As I grew older, my resentment of my brother’s dependence on me faded. I felt sorry for him—for the state of near helplessness to which the epilepsy and the treatment for it had reduced him, oscillating between seizure and recovery, and for the way he tried so hard to be just like the other kids on our street. But the epilepsy did gradually loosen its grip on him, until, at about the time he turned ten, his epileptic seizures stopped, just as suddenly and inexplicably as they had begun. He was at last relieved of his daily torture: the bruises from his falls, the swollen, bitten tongue that filled his mouth, the chipped teeth, and the nausea and headaches that lasted for hours.

Once he was able to go off most of his medications, he gained some confidence and embarked on what would become his childhood passion: roller-skating. Tentatively, then with growing trust in his newfound abilities, he went on skating excursions around our neighborhood. At first he could barely navigate on his wobbly ankles the length of our block. Eventually, with dogged determination, he could skate around our block—up Ninth Street to Avenue P, around the corner, down Tenth Street to Stillwell Avenue, and back to our building on Ninth Street. In time he would, with ever-increasing skill, be able to skate from our block to Coney Island, three miles away, and then back again. At the meetings with our family doctor, and then with my brother’s teachers, I would offer this newfound skill, and the discipline that made it possible, as an indication that he could also keep up with his schoolwork.

 

Irwin on his roller skates

 

The doctor visits always proceeded in the same way. After talking to all of us and doing seemingly endless tests on my brother to ascertain his cognitive abilities, the doctor invariably instructed me: “Tell your father that with extra attention your brother can at least keep up with his grade level.”

After each such visit to the doctor we would go to my brother’s school, where I would resume the back-and-forthing of my role as translator. Round after round of meetings would ensue, and at each meeting a teacher would ask the foundational questions: “Who will be responsible for helping the boy keep up with his classmates?” Silence.
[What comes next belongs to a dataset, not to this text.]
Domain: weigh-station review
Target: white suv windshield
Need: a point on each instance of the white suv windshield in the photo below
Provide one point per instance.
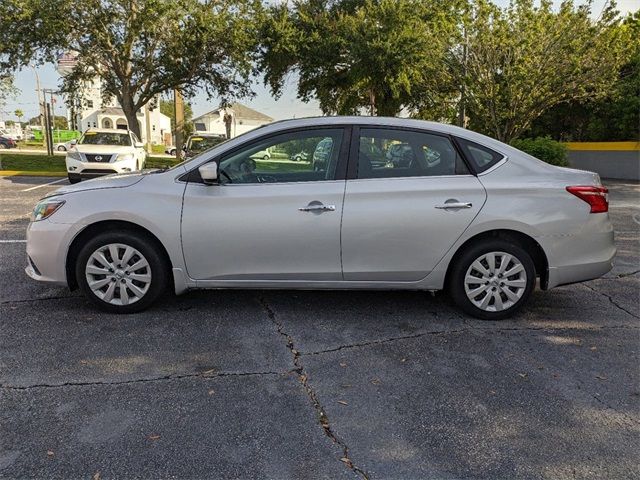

Much looking at one another. Much sage nodding of heads. “Who will be providing the extra hours of work explaining the boy’s homework to him?” Continued silence. Eye-avoiding looks. Heads bobbing. “And who will be monitoring his progress on a daily basis?”

I interpreted each of the teacher’s questions for my father.

“Well?” the teacher would demand, looking at my father for the first time during this protracted conversation. Normally, in these types of interactions, the hearing person never looked at my father but rather at me. As for my father, to them he might as well have been a tree stump.

“Well…” my father hesitantly signed, staring helplessly back at the teacher. My brother, knowing that he was the focus of this back-and-forth exercise, looked at them both, while they in turn looked back at him.

Then, as one, they all looked at me.

 

 

H
ide-and-seek was a wildly popular Brooklyn street game that we kids played with youthful abandon and enduring passion. Its rules were simple. To begin the game, one unlucky person was designated It. This kid, so identified, would remain It until he (girls had no interest in this game) succeeded in tagging another unlucky kid, while shouting, “You’re It.” And so the game continued, with successive kids becoming It, until we were too tired or bored to play any longer.